Renaud has been teaching English literature classes for 41 years—30 of them at William Woods. His specialties are the Renaissance and Shakespeare. Although retired, he continues to teach a film course each semester.
Before coming to William Woods, he taught at Bentley College, Boston State College, the University of Maine and Wheaton College. In the summer of 1995, he was a visiting professor at Nagoya Women’s University in Japan.
Renaud received his bachelor’s degree in English from the University of Massachusetts and his master’s degree and Ph.D. in English/American Literature from Harvard University.
Kremer joined the WWU faculty in 1991 after serving as the state archivist for four years. He also was a faculty member at Lincoln University from 1973 to 1987. His areas of expertise include Missouri history and African American history in Missouri.
Widely respected as a scholar of Missouri history, Kremer left William Woods this fall to become executive director of the State Historical Society of Missouri.

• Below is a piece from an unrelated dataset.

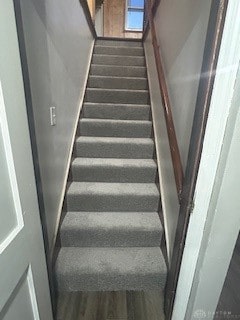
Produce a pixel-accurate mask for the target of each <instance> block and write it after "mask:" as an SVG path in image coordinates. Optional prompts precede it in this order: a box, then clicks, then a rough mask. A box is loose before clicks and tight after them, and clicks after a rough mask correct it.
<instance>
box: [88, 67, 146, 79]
mask: <svg viewBox="0 0 240 320" xmlns="http://www.w3.org/2000/svg"><path fill="white" fill-rule="evenodd" d="M146 74H147V72H146V68H145V67H130V66H128V67H124V66H108V65H106V66H104V65H92V66H91V69H90V75H97V76H116V77H146Z"/></svg>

He also serves as the director of the Western Historical Manuscript Collection, a repository of primary source materials operated jointly by the University of Missouri and the society on the four campuses of the university.
A graduate of Lincoln University in Jefferson City with bachelor’s and master’s degrees in history, Kremer earned his doctorate in history from American University in Washington, DC.
Kremer has written, co-authored, and co-edited nine books, including the recently released “Women in Missouri History: In Search of Power and Influence,” “A Dictionary of Missouri Biography” (1999), “A History of Missouri, 1875-1919” (1997), and “Missouri’s Black Heritage” (1993).
He has also published two volumes of “Heartland History: Essays on the Cultural Heritage of the Central Missouri Region,” a compilation of biweekly and monthly columns on historic figures, places, and events he prepared for the Jefferson City News Tribune beginning in 1998. Kremer has also published more than 20 articles in scholarly journals, contributed essays to several volumes, and spoken at numerous historical conferences.
Kremer once said, “I love the intellectual charge that comes with teaching at William Woods. When I’m teaching, I forget about everything except what’s going on in that classroom. If I’m doing my job right, my students do, too.”
He received the Governor’s Award for Excellence in Teaching in 1992 and won the Distinguished Professor Award at William Woods University in 1993.
Renaud, too, has received the Distinguished Professor Award at William Woods, once in 1982 and again in 1998. He also won the 1998 Governor’s Award for Excellence in Teaching.
According to his colleagues, Renaud has had a profound and direct impact on the quality of undergraduate instruction. His dedication to teaching has produced an effectiveness in energizing the intellectual talents and capabilities of the students.
“I like to get students involved,” he said. “I want them to have an appreciation or a reaction to what they read, a positive one and, if not, at least a reaction. I want students to develop their critical thinking to create thoughtful and informed people.”
Renaud’s love for English is reflected in his many interests and positions. He is on the executive board for the Friends of the Callaway County Library. He also is the secretary of the Foundation Board for the Daniel Boone Regional Library in Columbia.
He also is a member of the Jane Austin Society of North America. He has presented several papers to the Missouri Philological Society. He has also been chosen to attend numerous seminars all over the country for the National Endowment for the Humanities.